En parcourant l’étude réalisée par l’INSEE, on découvre qu’au 2e trimestre 2016, les créations d’entreprises en Martinique baissent dans tous les secteurs sauf dans le « commerce, transports, hébergement et restauration » (+ 5,6 %). Doit-on y voir un lien avec le début de la saison touristique qui s’opèrera d’ici quelques jours ? Possible. Une chose est sûre, ces secteurs d’activité agissent positivement sur les créations d’entreprises en Martinique puisque dans ces secteurs, la création d’entreprises est à son niveau le plus haut depuis début 2013 selon l’institut.

En revanche, dans le secteur de la construction, c’est un peu la soupe à la grimaces. Après une forte hausse au 1er trimestre, la création d’entreprises est divisée par deux dans ce secteur (– 52,6 %). Avec seulement 8 % de l’ensemble des entreprises créées, le poids du secteur dans la création d’entreprises n’avait pas été aussi faible depuis le début des années 2010, révèle l’INSEE. Dans l’industrie, la création d’entreprises baisse pour le troisième trimestre consécutif (– 15,6 %) et atteint son niveau le plus faible depuis le 2ème trimestre 2014.

Des freins à la création pour expliquer cette forte baisse ?

Difficile d’expliquer précisément les raisons de cette chute vertigineuse alors que récemment encore, le nombre de créations d’entreprises était en hausse.

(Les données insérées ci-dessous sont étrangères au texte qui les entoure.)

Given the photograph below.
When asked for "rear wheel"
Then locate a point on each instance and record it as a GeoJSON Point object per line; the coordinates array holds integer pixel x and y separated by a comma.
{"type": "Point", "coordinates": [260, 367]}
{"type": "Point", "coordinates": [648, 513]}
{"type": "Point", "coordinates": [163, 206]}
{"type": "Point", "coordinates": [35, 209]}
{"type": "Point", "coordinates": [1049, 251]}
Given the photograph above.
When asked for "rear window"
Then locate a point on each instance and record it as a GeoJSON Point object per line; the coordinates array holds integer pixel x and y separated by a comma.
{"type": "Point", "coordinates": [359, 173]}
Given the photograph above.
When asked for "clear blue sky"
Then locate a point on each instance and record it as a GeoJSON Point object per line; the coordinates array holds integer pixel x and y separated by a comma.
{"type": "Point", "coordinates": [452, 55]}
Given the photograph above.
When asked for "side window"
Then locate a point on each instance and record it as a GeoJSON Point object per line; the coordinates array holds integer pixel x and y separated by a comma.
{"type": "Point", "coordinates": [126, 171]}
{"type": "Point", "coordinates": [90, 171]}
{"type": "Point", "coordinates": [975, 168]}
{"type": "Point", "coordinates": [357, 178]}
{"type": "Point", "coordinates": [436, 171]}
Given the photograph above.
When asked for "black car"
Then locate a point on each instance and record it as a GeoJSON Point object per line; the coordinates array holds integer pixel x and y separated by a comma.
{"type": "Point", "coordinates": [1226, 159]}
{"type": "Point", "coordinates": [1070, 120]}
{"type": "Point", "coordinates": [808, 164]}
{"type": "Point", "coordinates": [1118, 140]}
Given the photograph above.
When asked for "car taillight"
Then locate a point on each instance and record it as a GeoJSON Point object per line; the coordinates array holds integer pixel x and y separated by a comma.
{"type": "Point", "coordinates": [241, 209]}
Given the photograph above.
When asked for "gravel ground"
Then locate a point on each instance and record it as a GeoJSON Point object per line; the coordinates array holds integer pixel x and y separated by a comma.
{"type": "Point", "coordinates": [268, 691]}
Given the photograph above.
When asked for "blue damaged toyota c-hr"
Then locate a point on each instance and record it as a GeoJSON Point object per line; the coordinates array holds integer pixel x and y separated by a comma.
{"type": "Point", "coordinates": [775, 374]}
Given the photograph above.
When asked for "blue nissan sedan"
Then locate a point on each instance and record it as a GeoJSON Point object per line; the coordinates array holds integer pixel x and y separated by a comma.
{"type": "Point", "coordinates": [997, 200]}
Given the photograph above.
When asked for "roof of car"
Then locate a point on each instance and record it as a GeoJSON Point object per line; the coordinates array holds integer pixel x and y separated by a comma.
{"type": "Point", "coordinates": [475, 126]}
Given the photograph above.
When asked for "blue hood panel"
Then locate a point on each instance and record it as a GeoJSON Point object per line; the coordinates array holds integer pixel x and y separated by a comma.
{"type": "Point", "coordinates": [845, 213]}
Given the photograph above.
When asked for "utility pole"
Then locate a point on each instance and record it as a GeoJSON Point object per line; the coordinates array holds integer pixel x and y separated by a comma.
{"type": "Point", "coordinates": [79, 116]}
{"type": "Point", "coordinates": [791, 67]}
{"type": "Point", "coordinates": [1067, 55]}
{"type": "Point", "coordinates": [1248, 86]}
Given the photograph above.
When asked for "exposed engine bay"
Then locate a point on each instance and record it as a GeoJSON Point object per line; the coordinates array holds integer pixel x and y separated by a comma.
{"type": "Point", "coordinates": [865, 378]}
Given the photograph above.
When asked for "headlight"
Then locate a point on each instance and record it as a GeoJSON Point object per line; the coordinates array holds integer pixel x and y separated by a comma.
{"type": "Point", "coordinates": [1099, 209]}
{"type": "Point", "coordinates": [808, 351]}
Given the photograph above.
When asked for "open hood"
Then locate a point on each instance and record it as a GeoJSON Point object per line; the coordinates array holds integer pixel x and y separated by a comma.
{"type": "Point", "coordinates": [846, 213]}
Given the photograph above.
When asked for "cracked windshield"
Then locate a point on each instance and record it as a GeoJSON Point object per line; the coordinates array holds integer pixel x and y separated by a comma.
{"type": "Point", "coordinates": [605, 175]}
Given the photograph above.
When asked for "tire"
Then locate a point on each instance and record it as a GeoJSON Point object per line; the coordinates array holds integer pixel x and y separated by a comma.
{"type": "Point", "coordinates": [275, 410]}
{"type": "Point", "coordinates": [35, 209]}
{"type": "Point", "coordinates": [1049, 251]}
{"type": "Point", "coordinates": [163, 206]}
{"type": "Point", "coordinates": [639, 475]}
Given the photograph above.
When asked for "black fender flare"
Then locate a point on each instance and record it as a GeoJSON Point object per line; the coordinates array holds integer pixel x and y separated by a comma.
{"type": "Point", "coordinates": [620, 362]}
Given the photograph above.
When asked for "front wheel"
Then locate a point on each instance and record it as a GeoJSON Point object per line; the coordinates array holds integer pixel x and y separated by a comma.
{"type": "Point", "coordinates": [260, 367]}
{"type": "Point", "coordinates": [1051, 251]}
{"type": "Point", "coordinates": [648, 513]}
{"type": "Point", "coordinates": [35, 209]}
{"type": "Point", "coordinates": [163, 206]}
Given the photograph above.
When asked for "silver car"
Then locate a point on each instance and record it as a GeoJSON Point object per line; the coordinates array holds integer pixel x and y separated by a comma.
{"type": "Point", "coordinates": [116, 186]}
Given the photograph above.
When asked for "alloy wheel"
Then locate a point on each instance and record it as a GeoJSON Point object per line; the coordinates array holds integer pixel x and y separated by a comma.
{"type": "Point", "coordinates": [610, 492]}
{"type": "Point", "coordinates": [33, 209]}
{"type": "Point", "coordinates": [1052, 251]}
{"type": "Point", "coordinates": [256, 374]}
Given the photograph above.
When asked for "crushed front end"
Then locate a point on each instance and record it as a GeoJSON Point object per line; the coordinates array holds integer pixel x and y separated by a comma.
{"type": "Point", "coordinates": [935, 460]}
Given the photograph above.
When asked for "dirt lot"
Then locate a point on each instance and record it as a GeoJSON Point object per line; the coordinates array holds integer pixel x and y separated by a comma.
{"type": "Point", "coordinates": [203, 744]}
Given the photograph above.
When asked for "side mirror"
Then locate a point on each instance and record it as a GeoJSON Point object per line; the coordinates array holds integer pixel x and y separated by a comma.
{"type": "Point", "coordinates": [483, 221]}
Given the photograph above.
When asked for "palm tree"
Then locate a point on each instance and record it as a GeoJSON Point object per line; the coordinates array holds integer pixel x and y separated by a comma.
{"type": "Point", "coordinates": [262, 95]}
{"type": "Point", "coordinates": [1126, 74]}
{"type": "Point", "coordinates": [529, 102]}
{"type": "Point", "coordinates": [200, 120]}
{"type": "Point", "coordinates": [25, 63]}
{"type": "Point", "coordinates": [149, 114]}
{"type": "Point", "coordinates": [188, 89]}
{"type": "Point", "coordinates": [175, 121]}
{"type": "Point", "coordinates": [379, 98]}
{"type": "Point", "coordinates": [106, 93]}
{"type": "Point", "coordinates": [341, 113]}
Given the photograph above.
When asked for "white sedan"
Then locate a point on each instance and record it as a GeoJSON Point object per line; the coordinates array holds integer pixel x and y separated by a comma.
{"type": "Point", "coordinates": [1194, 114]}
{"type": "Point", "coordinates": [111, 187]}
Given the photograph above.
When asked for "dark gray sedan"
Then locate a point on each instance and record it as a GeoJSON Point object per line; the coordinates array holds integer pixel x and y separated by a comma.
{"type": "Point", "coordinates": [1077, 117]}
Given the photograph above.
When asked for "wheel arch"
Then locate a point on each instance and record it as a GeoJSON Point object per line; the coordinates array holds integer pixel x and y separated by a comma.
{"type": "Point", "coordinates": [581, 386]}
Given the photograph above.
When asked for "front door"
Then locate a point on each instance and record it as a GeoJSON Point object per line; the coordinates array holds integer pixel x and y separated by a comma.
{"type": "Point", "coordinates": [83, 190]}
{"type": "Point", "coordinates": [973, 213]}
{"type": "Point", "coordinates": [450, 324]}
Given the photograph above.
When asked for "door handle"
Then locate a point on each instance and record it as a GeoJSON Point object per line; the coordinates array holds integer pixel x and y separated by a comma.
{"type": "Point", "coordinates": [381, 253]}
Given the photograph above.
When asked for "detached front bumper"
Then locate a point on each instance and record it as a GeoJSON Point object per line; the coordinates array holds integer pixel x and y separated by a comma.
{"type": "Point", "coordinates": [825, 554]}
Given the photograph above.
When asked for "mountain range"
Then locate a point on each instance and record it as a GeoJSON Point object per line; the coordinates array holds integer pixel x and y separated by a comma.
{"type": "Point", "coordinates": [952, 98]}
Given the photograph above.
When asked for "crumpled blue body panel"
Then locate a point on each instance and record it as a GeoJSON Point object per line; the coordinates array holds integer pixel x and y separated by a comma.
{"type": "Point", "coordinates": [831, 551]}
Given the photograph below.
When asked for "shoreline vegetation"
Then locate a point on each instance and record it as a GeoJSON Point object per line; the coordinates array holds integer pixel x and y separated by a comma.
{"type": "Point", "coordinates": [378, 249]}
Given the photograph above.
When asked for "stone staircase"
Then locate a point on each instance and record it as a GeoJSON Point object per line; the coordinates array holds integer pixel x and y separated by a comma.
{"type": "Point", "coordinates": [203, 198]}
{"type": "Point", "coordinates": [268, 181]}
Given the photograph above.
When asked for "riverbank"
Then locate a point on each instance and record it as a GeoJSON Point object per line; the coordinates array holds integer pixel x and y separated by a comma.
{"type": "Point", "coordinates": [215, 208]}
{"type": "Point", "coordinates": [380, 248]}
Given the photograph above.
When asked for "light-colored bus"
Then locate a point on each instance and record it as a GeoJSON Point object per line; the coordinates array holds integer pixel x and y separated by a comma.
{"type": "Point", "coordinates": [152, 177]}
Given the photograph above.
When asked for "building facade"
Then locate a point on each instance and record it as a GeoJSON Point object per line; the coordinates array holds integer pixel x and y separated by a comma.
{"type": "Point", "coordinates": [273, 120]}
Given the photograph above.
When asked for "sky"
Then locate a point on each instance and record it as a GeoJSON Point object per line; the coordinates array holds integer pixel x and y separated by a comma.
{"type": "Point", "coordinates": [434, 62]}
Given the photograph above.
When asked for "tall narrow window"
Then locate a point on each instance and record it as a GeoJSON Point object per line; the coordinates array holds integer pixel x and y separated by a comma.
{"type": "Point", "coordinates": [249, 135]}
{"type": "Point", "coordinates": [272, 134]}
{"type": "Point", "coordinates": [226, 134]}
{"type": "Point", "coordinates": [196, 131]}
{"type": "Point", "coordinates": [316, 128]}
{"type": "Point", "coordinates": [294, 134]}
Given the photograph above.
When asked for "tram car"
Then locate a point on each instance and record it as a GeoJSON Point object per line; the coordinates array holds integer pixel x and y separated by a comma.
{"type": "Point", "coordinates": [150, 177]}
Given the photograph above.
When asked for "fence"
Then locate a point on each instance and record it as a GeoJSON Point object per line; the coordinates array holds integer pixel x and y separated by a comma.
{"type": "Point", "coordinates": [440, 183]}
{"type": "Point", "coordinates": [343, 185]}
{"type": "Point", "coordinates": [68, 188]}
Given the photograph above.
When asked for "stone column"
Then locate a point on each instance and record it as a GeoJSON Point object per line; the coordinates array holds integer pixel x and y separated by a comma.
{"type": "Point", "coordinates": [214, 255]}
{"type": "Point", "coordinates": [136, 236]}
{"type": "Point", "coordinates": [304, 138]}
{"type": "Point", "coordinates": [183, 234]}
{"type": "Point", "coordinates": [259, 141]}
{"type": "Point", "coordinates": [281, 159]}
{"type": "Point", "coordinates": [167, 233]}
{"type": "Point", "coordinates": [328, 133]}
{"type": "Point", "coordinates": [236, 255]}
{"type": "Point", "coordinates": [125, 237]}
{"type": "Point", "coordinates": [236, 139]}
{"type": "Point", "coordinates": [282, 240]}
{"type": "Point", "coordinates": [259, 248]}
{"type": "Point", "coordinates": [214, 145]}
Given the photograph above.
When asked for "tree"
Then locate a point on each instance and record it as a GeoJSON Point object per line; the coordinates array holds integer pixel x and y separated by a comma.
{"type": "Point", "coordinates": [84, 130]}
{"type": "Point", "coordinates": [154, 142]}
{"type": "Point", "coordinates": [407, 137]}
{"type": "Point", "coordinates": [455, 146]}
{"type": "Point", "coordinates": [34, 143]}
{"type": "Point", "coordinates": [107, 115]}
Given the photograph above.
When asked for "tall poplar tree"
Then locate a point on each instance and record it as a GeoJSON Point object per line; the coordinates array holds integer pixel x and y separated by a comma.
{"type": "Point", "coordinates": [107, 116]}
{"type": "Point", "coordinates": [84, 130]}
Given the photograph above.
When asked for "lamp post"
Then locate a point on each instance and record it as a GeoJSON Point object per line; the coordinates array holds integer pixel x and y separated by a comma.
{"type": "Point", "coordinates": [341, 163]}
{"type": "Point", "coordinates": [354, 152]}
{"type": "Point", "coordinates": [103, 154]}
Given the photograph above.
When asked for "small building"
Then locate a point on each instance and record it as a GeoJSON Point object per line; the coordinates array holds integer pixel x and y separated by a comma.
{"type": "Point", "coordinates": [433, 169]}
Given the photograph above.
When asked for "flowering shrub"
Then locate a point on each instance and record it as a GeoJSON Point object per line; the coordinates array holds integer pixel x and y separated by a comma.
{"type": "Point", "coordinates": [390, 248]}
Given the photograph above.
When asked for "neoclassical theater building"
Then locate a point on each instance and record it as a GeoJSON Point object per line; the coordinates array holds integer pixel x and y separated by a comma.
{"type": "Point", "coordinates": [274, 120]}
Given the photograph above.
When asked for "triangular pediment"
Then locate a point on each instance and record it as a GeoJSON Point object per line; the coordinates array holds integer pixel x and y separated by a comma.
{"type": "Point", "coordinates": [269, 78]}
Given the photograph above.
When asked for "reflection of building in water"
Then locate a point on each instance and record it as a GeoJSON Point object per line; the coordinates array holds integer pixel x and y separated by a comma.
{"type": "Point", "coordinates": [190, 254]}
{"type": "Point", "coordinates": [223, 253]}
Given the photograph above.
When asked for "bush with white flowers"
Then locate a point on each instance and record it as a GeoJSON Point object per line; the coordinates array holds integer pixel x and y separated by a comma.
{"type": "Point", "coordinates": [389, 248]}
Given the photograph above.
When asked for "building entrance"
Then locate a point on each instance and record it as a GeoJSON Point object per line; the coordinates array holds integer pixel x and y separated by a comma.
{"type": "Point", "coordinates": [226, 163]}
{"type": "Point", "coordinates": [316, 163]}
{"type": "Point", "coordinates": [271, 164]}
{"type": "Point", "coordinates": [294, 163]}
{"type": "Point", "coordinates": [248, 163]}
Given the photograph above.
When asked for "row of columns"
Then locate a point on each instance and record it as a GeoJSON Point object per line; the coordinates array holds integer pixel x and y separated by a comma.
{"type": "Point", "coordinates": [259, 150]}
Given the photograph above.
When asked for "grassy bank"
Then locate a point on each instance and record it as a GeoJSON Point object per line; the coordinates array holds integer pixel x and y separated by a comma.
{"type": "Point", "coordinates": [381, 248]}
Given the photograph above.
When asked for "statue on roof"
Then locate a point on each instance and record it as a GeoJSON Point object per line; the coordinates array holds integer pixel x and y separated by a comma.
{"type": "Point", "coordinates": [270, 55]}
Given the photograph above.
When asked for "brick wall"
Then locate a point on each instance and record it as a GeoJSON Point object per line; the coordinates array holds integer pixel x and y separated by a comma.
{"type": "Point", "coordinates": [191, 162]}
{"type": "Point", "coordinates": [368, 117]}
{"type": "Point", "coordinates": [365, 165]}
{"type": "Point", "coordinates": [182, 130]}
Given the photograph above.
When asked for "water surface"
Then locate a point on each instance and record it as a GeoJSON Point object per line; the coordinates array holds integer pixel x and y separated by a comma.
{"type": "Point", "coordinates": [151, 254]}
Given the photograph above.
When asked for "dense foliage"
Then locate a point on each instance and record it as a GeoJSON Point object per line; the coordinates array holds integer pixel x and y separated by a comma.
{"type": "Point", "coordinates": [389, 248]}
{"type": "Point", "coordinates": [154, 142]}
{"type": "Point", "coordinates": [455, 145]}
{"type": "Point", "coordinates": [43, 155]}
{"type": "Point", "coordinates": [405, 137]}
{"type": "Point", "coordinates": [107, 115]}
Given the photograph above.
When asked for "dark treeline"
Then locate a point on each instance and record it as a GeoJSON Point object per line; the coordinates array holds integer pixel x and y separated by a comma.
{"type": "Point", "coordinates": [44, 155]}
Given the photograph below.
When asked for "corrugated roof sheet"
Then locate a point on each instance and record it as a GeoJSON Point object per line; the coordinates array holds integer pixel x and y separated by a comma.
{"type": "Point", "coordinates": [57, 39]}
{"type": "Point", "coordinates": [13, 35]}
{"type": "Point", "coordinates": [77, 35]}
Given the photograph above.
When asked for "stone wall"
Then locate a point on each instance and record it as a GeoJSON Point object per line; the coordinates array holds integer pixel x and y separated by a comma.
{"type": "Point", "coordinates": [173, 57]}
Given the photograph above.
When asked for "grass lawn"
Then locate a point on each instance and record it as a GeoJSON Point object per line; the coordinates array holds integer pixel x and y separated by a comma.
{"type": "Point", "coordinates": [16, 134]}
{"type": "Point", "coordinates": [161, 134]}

Pour certains professionnels, le manque de financement au départ refroidit toute initiative mais aussi, le manque d’accompagnement à la création d’entreprises à l’échelle locale.

Pour Valérie, 27 ans qui a monté son entreprise dans le conseil en communication et marketing en Martinique il y a un an, la problématique réside à plusieurs niveaux. Dans un premier temps, le manque d’informations à l’attention des créateurs d’entreprises « Quand j’ai voulu monter ma boîte, je me suis retrouvée dans une situation où je n’avais que très peu d’informations, il y a un gros travail de recherches à faire en solo, il y a beaucoup de sites qui donnent les informations mais il faut faire le tri. » « Savoir à qui s’adresser à l’échelle locale pour vérifier la véracité des informations, la marche à suivre, etc… là encore, on se retrouve perdu. »

Autre hypothèse, la lourdeur administrative imposée dans le cadre d’une création d’entreprise. Sur le papier comme dans la réalité, le créateur d’entreprise doit à la fois jongler entre les nombreuses structures et administrations avant d’obtenir son fameux K-Bis et exercer son activité sans soucis. Il devra aussi faire face à aux complexités fiscales car un entrepreneur individuel a des obligations et bien souvent, aux Antilles, difficile pour certains créateurs de tout saisir au niveau administratif. Où cotisera t-il ? Quel(s) impôt(s) paiera t-il ou encore, qu’en sera t-il de la TVA qu’il aura collecté, autant de freins qui décourageraient les entrepreneurs individuels à lancer leur affaire.

Pour se rassurer, la Martinique peut se dire qu’elle n’est pas la seule à regarder vers le bas puisque la création d’entreprises baisse également en Guadeloupe (– 2,7 %) ainsi qu’en France entière (– 4,5 %) et ce, sur la même période. Seule la Guyane enregistre une légère hausse de la création d’entreprises (+ 0,5 %).